Production on Spirit Halloween: The Movie began in late 2021 and wrapped in February 2022. While casting auditions were held in fall 2021, the film was not publicly announced until April 11, 2022, when Christopher Lloyd and Rachael Leigh Cook were confirmed to star in it. The film is produced by Strike Back Studios, Hideout Pictures, Particular Crowd and Film Mode Entertainment in an official partnership with Spirit Halloween.

Noor Ahmed, president of Strike Back Studios, stated, "One of the reasons I immediately connected with the script is it is very much inspired by some of my favorite kid adventure films growing up, from The Goonies, Gremlins, Monster Squad, and so many great films made by Amblin Entertainment".

The film was shot in Rome, Georgia and Nashville, Tennessee. The film was also shot at an actual Spirit Halloween store in Rome, which was formerly occupied by Toys "R" Us.

==Release==
===Distribution===
The film was released theatrically on September 30, 2022, by Strike Back Studios with the film being released on video-on-demand on October 11, 2022.

===Marketing===
A trailer for the film premiered at the opening of Spirit Halloween's flagship store in Egg Harbor Township, New Jersey, on July 30, 2022. The trailer was also shown at Midsummer Scream, a Halloween- and horror-themed convention in Long Beach, California, on July 31. On August 1, 2022, the trailer was released albeit a different version followed by a second trailer on September 8, 2022.

==Critical response==
The film has received a relatively negative reception. On the review aggregator website Rotten Tomatoes, the film has an approval rating of 54% based on 26 critics' reviews, with an average rating of 4.8/10. The site's consensus reads: "Neither a trick nor much of a treat, Spirit Halloween: The Movie is a decent but overall unmemorable choice for families seeking spooky season viewing options". On Metacritic, the film has a weighted average score of 48 out of 100 based on eight critics' reviews, indicating "mixed or average reviews".

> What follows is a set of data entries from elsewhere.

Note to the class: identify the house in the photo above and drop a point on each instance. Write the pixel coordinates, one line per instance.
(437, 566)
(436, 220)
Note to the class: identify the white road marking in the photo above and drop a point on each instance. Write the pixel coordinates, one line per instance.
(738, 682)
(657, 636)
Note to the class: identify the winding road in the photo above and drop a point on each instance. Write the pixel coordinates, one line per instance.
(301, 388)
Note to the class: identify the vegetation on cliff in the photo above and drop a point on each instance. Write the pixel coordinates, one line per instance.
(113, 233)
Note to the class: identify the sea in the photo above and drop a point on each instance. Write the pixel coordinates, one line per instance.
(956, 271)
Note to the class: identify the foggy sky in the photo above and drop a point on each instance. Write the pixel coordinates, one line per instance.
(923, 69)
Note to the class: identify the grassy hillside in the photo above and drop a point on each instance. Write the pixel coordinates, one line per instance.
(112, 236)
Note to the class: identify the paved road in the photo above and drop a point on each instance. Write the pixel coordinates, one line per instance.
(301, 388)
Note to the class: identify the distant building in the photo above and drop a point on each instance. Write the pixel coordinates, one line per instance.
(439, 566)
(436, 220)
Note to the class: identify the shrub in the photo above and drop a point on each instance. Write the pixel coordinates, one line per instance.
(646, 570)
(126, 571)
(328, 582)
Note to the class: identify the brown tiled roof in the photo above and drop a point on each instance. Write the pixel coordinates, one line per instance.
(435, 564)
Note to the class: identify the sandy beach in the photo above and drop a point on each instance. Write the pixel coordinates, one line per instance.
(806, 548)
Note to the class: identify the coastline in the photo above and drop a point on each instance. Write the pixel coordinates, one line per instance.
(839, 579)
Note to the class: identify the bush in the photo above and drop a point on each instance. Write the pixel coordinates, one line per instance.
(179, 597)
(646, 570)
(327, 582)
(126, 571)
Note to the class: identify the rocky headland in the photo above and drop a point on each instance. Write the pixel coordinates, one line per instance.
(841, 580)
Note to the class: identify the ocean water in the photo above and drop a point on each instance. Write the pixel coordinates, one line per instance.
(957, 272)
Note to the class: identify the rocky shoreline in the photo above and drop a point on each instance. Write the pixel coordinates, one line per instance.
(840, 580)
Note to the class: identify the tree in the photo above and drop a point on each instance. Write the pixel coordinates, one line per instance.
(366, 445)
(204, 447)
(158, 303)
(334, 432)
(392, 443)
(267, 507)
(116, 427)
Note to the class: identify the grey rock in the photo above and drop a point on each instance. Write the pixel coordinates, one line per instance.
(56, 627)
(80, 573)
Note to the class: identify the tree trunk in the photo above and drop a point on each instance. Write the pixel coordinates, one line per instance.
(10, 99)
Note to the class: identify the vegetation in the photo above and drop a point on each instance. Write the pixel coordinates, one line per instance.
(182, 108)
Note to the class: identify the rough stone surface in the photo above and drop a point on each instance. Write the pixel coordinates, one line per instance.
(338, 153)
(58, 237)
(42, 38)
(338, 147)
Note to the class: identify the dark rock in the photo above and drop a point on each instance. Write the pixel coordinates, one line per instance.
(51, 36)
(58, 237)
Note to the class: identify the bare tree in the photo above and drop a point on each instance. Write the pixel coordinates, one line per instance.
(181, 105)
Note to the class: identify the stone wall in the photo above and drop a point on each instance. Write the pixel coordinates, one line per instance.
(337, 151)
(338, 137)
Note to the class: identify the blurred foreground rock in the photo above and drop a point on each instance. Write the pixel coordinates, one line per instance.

Meagan Navarro of Bloody Disgusting gave the film a score of two-and-a-half out of five, writing that it "serves as an effective showcase of the store's catalog", but "never fully utilizes its store setting to its advantage, though. The feature opts to spotlight only a handful of items in what amounts to an endless chase between the boys and a ghostly villain instead of using the setup to build an atmosphere or a haunted funhouse feel." Navarro concluded that, "it's not the story or its characters that linger in mind once those end credits hit; it's the items that'll fill up your Spirit Halloween wish lists." Jordan Hoffman of The A.V. Club gave the film a grade of "C–", likening the experience of watching it to the experience of visiting a Spirit Halloween store: "Most of the stuff in there is, let's face it, mass-produced crap. [...] It's all smiles going in, which turns quickly to boredom, before an unsatisfied exit." Hoffman called the film "harmless and less than 80 minutes if you turn it off before the credits are done. It's just so embarrassingly thin. The few chuckles are all the more depressing when you realize that this could have been a winner with a clever screenwriter and a competent director."